Cost of consumer fraud

It is difficult to estimate the cost of consumer fraud (also known as mass marketing or personal fraud), particularly due to the inconsistent way scams are reported to various organisations.

One way to overcome the limitations of relying on official data to determine the extent of scams is to conduct victimisation surveys. The ABS conducted a Personal Fraud survey in 2010–11, in which approximately 26,405 respondents were surveyed. The ABS estimated that in the 12 month period prior to interview, 6.4 million Australians aged 15 years and over were exposed to a scam and 514,500 became scam victims, representing 35.8 and 2.9 percent of the population respectively. Scams included in this survey (and the victimisation rate) were lotteries (0.6% of Australians victimised), pyramid schemes (0.2%), fake offers from a bank (0.4%), fake offers from a business (0.8%), chain letters (0.1%), requests to send details (0.4%) and other scams, such as door-to-door sales and fraudulent repair work (2.9% each; ABS 2012).

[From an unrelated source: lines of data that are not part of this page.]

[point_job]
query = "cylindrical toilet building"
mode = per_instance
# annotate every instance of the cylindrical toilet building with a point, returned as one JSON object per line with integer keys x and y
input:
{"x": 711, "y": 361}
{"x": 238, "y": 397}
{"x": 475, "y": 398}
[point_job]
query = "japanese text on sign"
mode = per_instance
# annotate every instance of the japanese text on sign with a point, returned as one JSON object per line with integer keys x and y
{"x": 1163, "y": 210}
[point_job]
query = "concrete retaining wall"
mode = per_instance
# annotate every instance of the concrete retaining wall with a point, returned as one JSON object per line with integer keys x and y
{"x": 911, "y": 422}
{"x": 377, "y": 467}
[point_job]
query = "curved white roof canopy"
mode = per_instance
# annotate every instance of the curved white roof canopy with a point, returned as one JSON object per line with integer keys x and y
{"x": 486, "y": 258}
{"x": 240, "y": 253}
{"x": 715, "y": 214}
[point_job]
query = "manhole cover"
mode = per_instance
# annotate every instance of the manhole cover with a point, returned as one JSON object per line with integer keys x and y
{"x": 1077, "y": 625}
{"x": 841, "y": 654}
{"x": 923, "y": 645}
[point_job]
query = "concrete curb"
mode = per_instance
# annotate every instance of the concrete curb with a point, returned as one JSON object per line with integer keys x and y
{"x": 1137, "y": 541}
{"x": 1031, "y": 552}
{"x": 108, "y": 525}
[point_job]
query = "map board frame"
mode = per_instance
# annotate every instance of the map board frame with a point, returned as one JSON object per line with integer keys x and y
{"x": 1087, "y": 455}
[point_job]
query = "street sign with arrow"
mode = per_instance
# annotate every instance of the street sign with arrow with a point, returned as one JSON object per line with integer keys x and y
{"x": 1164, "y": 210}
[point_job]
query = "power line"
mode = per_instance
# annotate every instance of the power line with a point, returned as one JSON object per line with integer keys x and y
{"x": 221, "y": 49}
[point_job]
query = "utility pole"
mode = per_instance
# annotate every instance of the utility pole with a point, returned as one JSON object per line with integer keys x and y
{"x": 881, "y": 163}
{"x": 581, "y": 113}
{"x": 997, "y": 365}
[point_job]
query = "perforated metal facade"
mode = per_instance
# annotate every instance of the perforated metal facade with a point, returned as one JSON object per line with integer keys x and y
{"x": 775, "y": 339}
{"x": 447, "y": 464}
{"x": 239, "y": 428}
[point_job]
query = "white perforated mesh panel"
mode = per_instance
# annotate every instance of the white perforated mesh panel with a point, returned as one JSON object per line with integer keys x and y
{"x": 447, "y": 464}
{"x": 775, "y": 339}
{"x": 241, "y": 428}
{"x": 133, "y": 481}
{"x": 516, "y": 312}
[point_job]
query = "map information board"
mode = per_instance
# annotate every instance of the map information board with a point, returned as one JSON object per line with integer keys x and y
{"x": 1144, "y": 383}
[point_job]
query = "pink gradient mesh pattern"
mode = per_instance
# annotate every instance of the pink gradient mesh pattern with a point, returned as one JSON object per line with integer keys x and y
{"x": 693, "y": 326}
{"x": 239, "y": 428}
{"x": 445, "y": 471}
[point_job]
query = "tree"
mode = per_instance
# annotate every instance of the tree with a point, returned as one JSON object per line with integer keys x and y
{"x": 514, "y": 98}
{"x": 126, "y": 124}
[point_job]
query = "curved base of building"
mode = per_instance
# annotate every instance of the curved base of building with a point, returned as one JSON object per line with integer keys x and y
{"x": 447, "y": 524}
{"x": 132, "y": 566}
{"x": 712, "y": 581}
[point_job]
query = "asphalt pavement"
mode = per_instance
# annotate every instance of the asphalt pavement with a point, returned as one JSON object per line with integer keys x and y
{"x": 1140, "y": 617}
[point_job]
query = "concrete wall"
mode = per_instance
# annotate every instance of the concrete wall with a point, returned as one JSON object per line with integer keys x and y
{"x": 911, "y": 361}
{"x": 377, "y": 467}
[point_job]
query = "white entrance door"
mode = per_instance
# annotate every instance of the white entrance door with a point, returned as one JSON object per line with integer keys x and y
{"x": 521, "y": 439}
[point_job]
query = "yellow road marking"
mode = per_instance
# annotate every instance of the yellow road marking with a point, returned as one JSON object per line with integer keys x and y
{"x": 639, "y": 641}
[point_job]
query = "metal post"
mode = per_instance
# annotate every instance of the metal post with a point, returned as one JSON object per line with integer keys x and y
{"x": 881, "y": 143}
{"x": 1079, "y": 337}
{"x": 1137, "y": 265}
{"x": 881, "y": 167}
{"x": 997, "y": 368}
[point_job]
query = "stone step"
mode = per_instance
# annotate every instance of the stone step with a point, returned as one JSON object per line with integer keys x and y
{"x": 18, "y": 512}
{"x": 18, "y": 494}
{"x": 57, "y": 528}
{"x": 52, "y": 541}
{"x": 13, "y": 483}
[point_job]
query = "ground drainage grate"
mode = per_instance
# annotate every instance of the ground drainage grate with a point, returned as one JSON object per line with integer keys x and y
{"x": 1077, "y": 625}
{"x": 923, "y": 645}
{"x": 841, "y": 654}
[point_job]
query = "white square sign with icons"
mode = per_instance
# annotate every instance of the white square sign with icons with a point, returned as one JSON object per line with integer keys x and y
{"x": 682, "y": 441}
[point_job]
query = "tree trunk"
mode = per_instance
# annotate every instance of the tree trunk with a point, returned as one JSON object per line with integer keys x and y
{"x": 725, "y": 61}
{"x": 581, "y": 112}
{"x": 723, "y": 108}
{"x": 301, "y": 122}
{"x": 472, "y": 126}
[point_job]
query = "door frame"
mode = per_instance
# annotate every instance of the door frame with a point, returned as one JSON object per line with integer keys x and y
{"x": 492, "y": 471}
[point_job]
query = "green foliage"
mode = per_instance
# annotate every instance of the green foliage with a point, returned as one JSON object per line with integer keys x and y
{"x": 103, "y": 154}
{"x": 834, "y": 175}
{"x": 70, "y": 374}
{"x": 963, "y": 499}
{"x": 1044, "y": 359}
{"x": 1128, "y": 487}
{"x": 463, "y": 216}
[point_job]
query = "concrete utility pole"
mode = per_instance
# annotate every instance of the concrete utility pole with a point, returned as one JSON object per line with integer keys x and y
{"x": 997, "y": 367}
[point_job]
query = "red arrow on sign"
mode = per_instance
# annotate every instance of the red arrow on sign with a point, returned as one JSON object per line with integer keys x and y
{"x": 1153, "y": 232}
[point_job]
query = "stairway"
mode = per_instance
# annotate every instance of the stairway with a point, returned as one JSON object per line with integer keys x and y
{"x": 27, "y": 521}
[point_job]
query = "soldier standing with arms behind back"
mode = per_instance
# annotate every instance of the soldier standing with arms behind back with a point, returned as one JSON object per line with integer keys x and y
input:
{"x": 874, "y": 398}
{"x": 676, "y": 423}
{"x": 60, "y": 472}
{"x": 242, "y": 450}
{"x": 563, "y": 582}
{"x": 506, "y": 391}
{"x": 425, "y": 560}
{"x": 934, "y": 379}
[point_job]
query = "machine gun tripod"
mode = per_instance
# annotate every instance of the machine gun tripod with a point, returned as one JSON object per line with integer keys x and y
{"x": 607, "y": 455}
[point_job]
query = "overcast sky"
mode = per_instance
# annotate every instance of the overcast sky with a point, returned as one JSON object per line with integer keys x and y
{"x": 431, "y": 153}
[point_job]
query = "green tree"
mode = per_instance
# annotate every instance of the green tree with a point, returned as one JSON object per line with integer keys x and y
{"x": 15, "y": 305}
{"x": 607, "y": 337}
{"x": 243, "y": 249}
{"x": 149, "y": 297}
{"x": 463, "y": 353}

Overall, $1.4b was estimated to have been lost due to scams as well as other personal frauds, such as identity theft and credit card fraud, over the 12 month period (ABS 2012).

Ross and Smith (2011) surveyed Victorians who had been identified by the Australian Transaction Reports and Analysis Centre as having sent money to Nigeria in the 12 months to 31 March 2008. Of the 59 percent of respondents who were identified as being victims of advance fee fraud, the average amount sent overseas was $12,000. However, costs were not only financial, with 43 percent of victims reporting emotional trauma, 40 percent reporting a loss of confidence in other people and 12 percent experiencing marital or relationship problems as a result of victimisation. Financial hardship was also reported by 54 percent of victims (Ross & Smith 2011).

The ACCC is one of the Australian Government agencies that collect reports of consumer fraud from the public. These reports are accepted by telephone or online at the SCAMwatch website (www.scamwatch.gov.au). Scam reports are used to assist in monitoring scam trends and identifying new or emerging scams so that appropriate action, such as public education, can be undertaken (ACCC 2012d). The total amount reported to the ACCC as lost due to scams during 2011 was $85.6m (ACCC 2012a).